The ebb and flow of building occupancy has also impacted these cleaning schedules.

“You may not clean the floor in the same fashion because on Mondays it’s quiet, but you might do detailed cleaning on Monday,” added Hansford. 

“It’d be unusual to… use the same manner that you did pre-COVID in the world that we’re living in today, certainly in an office environment.”

Evaluating your cleaning protocols

When asked about the benchmarks she uses to evaluate the effectiveness of a cleaning program, Hansford said she could answer this in “two ways”. The first was the way people think these evaluations should be done and the second was what really happens.

“If I was going out to procure cleaning services, then I might want to look at whether an organisation uses [the Cleaning Industry Management] standard or has a framework that has set them up to be able to perform the job that we are looking for them to do,” she explained.

“But at the end of the day, when you’re an occupant or you’re in facilities management and you are measuring against something, cleaning as we all know is subjective. What I think is clean versus what Will Bloggs thinks is clean is going to be very different.”

Facilities managers should therefore set cleaning benchmarks with their stakeholders, according to Hansford.
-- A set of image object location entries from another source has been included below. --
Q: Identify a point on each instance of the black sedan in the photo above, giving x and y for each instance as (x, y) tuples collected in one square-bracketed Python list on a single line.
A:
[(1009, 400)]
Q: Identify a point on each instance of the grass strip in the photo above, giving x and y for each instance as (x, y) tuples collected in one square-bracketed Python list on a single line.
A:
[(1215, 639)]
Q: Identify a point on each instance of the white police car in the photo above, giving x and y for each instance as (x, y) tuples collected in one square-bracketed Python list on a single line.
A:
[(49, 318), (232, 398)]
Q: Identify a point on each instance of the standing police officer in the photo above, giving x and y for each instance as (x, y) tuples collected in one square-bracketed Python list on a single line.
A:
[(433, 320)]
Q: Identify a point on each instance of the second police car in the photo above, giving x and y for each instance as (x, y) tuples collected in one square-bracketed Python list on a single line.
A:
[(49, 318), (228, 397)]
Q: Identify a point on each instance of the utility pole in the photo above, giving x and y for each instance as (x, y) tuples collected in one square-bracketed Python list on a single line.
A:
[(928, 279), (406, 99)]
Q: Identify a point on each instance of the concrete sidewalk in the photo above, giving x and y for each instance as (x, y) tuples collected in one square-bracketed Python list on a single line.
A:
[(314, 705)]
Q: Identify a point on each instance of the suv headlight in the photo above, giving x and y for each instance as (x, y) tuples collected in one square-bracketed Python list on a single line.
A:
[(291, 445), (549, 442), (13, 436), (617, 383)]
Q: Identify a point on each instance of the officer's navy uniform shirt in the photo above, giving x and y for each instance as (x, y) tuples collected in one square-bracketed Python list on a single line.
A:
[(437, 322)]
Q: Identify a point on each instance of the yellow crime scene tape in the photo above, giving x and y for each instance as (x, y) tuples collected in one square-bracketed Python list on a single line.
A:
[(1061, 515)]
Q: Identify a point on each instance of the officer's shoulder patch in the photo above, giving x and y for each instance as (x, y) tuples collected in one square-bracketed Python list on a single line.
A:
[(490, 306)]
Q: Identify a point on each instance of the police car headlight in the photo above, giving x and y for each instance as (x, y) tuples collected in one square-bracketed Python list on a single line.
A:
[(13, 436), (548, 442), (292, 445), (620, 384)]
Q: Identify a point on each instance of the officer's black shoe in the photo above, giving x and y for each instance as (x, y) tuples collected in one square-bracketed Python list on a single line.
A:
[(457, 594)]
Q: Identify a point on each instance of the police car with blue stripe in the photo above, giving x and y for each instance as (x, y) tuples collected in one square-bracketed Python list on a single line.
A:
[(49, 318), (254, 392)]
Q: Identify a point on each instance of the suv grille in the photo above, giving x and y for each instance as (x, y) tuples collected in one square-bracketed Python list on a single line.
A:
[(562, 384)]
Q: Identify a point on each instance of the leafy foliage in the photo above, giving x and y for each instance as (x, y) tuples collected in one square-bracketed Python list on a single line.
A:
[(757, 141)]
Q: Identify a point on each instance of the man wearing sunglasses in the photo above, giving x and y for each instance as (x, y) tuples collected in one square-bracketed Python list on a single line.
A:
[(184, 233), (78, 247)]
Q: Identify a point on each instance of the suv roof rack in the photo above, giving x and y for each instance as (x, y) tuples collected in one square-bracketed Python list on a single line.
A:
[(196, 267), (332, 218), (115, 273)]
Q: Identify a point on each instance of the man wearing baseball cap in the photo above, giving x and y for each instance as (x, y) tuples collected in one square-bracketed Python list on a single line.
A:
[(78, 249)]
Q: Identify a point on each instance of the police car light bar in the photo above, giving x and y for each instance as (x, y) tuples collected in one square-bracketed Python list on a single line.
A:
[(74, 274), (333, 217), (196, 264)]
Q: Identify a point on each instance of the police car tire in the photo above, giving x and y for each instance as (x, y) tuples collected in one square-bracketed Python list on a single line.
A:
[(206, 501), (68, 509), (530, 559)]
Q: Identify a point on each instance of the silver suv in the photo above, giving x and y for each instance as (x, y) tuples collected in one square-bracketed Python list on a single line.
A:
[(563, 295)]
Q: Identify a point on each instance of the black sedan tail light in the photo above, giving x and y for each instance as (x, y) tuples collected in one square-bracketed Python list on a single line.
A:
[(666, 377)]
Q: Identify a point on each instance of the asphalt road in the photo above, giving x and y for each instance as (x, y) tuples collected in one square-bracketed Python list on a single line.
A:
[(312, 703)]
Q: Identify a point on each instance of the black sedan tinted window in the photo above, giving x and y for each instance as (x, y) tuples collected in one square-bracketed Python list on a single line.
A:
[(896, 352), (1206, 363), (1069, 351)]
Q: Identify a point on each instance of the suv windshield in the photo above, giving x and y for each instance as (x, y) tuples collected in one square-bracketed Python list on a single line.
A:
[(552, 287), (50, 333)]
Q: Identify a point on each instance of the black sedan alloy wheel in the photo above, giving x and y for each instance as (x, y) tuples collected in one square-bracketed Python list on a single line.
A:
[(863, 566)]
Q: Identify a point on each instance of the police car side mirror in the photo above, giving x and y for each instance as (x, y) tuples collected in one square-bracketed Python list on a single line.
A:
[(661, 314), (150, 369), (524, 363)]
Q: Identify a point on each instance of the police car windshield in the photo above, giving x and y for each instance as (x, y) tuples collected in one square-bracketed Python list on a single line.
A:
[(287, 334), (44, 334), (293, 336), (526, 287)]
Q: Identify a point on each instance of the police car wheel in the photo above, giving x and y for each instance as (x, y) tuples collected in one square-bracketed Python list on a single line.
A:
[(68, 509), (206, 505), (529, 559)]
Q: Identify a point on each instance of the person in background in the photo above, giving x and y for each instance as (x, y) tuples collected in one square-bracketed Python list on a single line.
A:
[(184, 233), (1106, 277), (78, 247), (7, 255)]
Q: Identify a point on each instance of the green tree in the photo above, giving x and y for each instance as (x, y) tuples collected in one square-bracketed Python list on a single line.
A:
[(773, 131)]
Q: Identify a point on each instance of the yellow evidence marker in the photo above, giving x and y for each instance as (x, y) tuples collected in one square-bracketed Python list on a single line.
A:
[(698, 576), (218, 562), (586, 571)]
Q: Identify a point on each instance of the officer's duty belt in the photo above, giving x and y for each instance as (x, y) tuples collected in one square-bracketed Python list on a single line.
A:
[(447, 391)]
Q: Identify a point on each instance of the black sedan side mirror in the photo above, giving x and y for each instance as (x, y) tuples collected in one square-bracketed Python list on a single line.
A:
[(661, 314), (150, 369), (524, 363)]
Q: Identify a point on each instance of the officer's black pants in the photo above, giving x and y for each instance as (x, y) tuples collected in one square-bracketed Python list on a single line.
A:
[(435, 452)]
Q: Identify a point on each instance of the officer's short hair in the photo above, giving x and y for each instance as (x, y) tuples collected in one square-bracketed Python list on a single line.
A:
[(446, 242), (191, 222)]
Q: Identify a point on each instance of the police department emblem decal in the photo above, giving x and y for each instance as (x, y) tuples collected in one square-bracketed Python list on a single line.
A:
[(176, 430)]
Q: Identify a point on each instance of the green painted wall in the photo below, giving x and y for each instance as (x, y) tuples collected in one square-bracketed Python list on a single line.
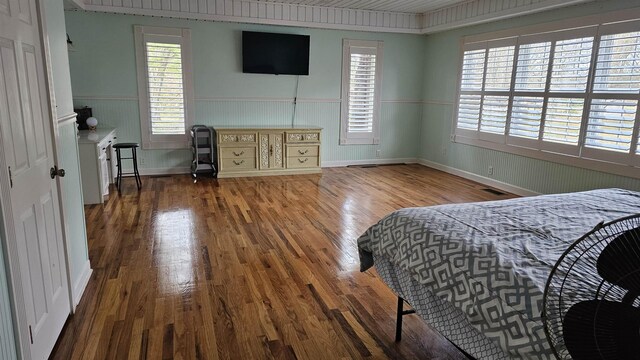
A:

It’s important for all parties to understand and agree on these benchmarks, and then set reviewing tools such as scoring matrices around them.
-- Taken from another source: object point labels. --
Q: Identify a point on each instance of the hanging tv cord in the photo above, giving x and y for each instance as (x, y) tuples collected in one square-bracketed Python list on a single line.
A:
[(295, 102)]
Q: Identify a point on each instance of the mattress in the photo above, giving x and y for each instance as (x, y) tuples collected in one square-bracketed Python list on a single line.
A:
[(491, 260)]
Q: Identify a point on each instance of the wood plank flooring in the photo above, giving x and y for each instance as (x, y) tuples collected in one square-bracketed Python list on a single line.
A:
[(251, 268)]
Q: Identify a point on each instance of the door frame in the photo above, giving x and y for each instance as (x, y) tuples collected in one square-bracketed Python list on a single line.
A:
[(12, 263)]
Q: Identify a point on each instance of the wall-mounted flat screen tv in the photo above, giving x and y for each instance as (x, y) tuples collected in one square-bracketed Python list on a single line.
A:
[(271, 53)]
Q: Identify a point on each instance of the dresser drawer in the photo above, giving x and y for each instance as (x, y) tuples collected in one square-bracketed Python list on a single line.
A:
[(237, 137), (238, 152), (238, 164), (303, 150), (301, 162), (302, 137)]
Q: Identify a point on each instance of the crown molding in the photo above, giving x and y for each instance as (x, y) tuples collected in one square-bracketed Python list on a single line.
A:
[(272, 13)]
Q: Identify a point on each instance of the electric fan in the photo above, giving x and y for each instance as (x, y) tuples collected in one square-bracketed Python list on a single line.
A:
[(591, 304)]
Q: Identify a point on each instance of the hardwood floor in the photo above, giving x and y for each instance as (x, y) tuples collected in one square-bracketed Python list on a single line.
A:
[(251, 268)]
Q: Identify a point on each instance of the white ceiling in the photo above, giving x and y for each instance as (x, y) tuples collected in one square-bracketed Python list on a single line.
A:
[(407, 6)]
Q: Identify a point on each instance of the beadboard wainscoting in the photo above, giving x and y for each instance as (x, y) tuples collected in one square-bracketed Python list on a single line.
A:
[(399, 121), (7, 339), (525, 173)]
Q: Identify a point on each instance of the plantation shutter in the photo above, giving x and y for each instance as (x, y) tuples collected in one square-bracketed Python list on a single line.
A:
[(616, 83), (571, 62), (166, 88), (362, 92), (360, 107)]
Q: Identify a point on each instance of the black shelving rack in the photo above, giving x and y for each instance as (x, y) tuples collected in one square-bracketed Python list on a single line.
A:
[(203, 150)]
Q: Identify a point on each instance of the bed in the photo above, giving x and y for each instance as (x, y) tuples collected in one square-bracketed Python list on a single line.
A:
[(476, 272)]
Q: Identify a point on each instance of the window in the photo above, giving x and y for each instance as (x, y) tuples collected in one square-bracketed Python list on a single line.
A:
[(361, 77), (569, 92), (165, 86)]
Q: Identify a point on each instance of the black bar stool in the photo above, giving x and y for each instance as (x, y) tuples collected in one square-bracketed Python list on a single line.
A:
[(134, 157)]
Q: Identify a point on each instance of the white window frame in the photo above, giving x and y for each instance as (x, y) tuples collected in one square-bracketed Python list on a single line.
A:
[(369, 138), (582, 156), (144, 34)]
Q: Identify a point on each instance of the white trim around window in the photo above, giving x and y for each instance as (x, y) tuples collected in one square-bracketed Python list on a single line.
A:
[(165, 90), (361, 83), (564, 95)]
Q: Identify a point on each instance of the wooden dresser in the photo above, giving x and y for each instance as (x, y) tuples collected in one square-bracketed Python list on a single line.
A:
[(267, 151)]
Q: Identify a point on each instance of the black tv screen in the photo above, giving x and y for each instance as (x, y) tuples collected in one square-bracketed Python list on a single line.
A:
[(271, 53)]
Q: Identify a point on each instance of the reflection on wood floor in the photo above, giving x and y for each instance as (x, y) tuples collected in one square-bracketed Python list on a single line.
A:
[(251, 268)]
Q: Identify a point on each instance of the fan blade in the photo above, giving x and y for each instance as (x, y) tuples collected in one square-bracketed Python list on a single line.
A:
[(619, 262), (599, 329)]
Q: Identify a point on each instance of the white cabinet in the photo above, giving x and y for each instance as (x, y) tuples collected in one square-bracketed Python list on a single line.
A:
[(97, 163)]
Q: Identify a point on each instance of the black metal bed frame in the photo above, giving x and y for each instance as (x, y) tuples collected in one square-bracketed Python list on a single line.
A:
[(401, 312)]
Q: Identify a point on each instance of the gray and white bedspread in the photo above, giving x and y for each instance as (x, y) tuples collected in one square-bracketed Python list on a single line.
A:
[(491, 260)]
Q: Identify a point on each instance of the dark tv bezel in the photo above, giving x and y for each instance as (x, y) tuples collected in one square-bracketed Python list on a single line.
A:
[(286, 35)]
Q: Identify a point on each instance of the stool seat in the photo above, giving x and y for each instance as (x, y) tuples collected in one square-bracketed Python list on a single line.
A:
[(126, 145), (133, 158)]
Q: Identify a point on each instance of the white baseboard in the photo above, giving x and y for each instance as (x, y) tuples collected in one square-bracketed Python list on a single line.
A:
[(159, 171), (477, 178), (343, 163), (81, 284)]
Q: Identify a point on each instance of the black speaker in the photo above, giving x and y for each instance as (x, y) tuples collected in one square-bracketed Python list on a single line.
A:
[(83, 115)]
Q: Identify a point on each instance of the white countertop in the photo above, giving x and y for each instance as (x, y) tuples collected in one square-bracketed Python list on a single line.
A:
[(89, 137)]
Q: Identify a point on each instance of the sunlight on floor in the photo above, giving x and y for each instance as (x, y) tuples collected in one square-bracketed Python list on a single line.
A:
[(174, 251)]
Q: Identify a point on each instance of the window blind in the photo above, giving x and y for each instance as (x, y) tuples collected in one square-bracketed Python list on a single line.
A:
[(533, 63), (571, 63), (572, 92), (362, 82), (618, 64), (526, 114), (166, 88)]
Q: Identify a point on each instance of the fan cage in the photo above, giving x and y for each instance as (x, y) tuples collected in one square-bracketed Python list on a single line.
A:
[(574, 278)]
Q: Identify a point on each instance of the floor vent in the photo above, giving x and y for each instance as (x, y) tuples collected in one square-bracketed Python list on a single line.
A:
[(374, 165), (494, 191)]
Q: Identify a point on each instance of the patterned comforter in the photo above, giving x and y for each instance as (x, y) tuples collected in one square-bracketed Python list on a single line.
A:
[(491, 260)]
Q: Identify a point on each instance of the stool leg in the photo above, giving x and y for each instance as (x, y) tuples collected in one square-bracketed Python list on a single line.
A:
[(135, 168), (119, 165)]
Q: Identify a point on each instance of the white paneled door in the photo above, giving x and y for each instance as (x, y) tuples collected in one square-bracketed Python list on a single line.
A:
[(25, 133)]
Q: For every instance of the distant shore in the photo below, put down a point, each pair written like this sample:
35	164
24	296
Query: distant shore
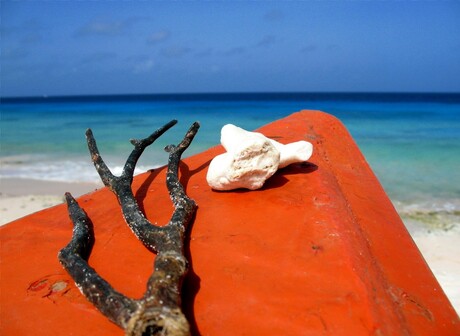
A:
21	197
A clear and targeted approach 

This kind of direct communication is something that has served La Delfa throughout his years in the cleaning industry.

“I’ve been involved in contracts where we get penalised for not cleaning the escape stairs. Is that really a high-profile area? No, it’s not, so it gets done as a periodical,” he shared with the panel. 

La Delfa emphasised the importance of stakeholders establishing and focussing on the high-profile areas that show off assets. These include foyers, lifts and washrooms for the public or zones that are more important to tenants, like coffee stations and cafeterias. 

“It’s important that you establish those because otherwise you tend to be running around in circles trying to fix everyone’s problems or everyone’s opinion of what, as Janine said, is clean and what is not clean,” he said. 

Burt agreed that an important part of benchmarking is the ability of stakeholders – including clients, contracted service providers or in-house teams – to work closely together.

“You always hear those horror stories where somebody leaves a two-cent coin in the corner of the office and then all of a sudden they want the contractor beaten up because the coin was there for three days straight,” he joked. 

“Is it in the scope to pick up coins or to vacuum right into the corner? Is it really imperative that that is, to Lou’s point, something which occurs, and is it really worth penalising over? Why not focus on the things which are really important?” 

The importance of auditing

From the FMA’s perspective, independent auditing is a good practice to “pull that subjectivity out”. Whether FMs are conducting in-house or independent audits, Burt stressed the need to share results among stakeholders to improve future cleaning procedures.

“No good auditing if you’re not going to share the results with the contractor and say: ‘Here are the parts where it’s going really well, and here are the parts where it’s not going so well,’” he said.

“How do we work together to bring the service to the standard which is expected and the standard which is set in the scope?”